Then in an ambitious and engrossing long poem “An Invisible Fury”, the poet takes the yet-to-be-discovered 100+km of cave systems under northern England, and imagines the future. First comes ‘THE ACTION:’ in which stone bridges are blown apart ‘by a recipe from Asda’; and though no-one dies, there is ‘super-sizing terror’. And ‘In the National Park, there’s been no cool summers/ since 1996. We don’t remember/ or cancel this’. Then comes ‘THE ACTOR: Rachel is rid of male Sieg Heils and their New Balance trainers, / her new home a cave and her mortgage, the climate.’ After this ‘Rachel’ in ‘her own changing, she/they, sees the oil barons grow/ eight pairs of buttocks and shit black shit/ copiously out from each, upon our earth’.

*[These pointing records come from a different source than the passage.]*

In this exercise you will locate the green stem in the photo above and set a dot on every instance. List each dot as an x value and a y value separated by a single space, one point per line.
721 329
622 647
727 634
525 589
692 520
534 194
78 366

In the last section of this long poem ‘THERE’S NO POSTSCRIPT TO APOCALYPSE:’

Renewing the rage in 2032, she/they earns the title
of an ‘Invisible Fury’, as elusive
as swifts that no-one sees coming or know still exist.

And in this way ‘the young fight the old, winning lawsuits’ – but no ‘Reparation swag’ will ‘hold bloated rivers long’. The poem’s final stanza is worth quoting in full, as it contains the collection title, and all the poet’s rage, disbelief, and incredulity.

A panto cow at Youlgrave Hall, Carbon face and Methane arse,
moos, ‘Show us the science!’ They, now full-on basso profundo
bellow, ‘Behind you, it’s behind you! Close the spigot off, now! 

The collection’s final section is “Americanicity”, in which the poems rip ferociously into the world of the super-rich and the madness which they normalise. “SpongeBob Lollipops All Over America” is about school shooters. And in “The Ts & Cs of Private Space Travel” the numbered points include:

3. You can sit strapped in your seat for up to 90
minutes, if there’s a launch delay, without access to
a lavatory; you are relaxed with 5 other people, with
the hatch closed…

We know the kind of venture he’s talking about. Meanwhile, and on the contrary, in “Ghosts of San Francisco” – ‘two guys shuffle by/ at the lights fidgety discuss the virtues/ of Whole Foods versus Walmart foil./ ‘Walmart rips, man, after one hit’.

Near the end of the collection is the beautiful poem “A Heat Mirage in the Navajo Desert”. Given all that’s going on in the US at the moment, this poem about the Nádleehi, born male but who function in the role of a woman – or born female but function as a man – strikes a sweet note against intolerance: ‘Nádleehi live their uncertainty/ happy uncaring/ of a single descriptor their gaze/ knowing change is/ always here.’

A Full-On Basso Profundo is a deeply-felt collection for right now. Ken Evans challenges, with craft and musicality, the state we’re in. A necessary book.